Lautes Leben


„Auf dem Blog ist es ja ziemlich leise geworden …“, schrieb mir eine Freundin in einem Brief. „Recht hast du!“, dachte ich mir. Wie oft hatte ich in den letzten Monaten ein paar Zeilen über das Leben in ein leeres Dokument getippt, um dieses nach wenigen Sätzen wieder zu schließen. Ich hätte so viel erzählen können, doch fehlte die Luft zum Sprechen. Nach außen hin war ich leise, denn in mir drin und nah an mir dran, da war es laut …

Da gab es zum einen den Baustellenlärm. Irgendwie hatte ich verdrängt, wie laut es auf einer Baustelle zugeht. Chaos hatte ich erwartet, doch die Geräusche von Bohrern und Schleifgeräten hatten sich nicht in meine Erinnerung gebrannt.

Neben Maschinengeräusche drangen täglich laute Kinderstimmen an mein Ohr. Welch großes Geschenk, dass sie im neuen Zuhause laut sein dürfen, weil unsere Nachbarn/Verwandten dafür Verständnis haben. Doch wenn fünf Kinder gemeinsam das Haus erobern, dann hört man das. Und wenn sich dann noch die vier Nachbar-Kinder dazugesellen, dann wirbelt noch mehr Lebensfreude über unser Grundstück.

Fröhlich und laut ging es auch an der Einschulungsfeier des Großen zu. Omas und Opas, Onkel und Tanten, Nichten und Neffen genossen erst den Einschulungsgottesdienst und machten sich dann in unserem Garten breit. Beim gemeinsamen Fußballspielen hallten Anfeuerungsrufe durch die Luft. Am meisten feuerten wir das Schulkind an. Wie stolz sind wir, dass er sich den Abenteuern des Lebens mit einem breiten Lächeln und großem Herzen stellt.

Auch ich bin oft laut –  überfordert laut. Baustelle, Kinderbegleitung, neuer Job und ungewohntes Umfeld lassen viele Gefühle in mir aufploppen. So suche ich immer wieder nach dem richtigen Ventil für meine Emotionen. Merke, wie mir beispielsweise das Tanzen hilft. Wenn die Musik den Lärm des Alltags übertönt, schüttle ich die Anspannung der letzten Woche aus mir heraus.

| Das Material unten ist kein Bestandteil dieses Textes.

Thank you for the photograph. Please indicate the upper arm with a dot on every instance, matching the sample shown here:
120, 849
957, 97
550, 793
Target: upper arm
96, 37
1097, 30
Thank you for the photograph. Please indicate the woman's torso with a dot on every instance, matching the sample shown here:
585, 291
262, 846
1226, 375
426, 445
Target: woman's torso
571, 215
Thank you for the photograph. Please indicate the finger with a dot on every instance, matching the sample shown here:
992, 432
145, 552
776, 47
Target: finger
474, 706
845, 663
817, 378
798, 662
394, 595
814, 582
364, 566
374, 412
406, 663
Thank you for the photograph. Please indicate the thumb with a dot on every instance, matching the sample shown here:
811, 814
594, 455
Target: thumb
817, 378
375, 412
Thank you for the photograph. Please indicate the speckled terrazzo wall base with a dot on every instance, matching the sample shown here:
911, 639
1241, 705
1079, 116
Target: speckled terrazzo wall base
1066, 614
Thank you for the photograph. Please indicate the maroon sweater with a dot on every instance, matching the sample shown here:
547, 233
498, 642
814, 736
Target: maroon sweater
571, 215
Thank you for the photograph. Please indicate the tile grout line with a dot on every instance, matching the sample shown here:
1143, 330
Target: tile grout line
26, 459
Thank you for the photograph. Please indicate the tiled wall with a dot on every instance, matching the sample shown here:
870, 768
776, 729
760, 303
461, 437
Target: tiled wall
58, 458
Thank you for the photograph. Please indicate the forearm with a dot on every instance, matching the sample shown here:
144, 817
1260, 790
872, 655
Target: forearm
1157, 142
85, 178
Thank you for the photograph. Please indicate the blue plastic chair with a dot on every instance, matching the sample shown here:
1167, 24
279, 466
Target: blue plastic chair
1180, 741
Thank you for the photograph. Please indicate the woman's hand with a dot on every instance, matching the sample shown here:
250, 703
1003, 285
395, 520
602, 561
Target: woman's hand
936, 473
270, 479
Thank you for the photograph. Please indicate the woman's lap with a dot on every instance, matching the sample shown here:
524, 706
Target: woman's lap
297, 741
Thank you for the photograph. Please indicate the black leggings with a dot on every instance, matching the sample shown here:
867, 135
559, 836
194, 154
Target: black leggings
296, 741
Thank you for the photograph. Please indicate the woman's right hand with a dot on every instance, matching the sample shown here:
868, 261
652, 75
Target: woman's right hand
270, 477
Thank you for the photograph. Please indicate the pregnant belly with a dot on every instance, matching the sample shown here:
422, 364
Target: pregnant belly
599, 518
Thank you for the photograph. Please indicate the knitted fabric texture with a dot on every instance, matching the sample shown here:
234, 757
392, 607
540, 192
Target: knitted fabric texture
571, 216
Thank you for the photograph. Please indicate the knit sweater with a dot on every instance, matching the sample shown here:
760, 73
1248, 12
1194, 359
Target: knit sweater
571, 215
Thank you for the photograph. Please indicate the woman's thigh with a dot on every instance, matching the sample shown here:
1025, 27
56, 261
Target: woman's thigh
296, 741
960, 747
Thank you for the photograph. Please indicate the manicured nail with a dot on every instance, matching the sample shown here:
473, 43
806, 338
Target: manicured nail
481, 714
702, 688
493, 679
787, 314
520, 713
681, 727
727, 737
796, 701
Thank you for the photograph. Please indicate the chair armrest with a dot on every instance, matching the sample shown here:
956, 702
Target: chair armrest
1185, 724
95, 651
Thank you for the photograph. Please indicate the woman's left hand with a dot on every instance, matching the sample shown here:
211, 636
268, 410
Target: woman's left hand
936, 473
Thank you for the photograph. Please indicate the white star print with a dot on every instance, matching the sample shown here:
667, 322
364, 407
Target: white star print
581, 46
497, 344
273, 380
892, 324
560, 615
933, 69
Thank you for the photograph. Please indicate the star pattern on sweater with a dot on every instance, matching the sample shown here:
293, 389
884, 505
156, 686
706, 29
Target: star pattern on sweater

Umso erstaunlicher, dass trotz der Geräuschkulisse, Gottes Stimme an mein Ohr und manchmal auch in mein Herz dringt. Er findet die Lücken im Zeitplan, lädt mich in seine Ruhe ein und hält sich nie die Ohren zu, wenn ich ihm etwas sagen möchte. In den letzten Wochen hat er mir immer wieder gesagt, dass ich bei ihm echt sein kann! Egal ob laut oder leise, erschöpft oder voller Tatendrang, er legt den Arm um meine Schultern, drückt mich an sein Herz und flüstert mir zu: „Manu, selbst wenn dir zur Zeit oft die Worte fehlen, dir alles zu viel und zu laut ist, ich steh an deiner Seite und trage dich durch …“


3 Kommentare

  1. Danke, dass Du wieder etwas geschrieben hast, hatte es schon vermisst. Es hat mich wieder sehr berührt.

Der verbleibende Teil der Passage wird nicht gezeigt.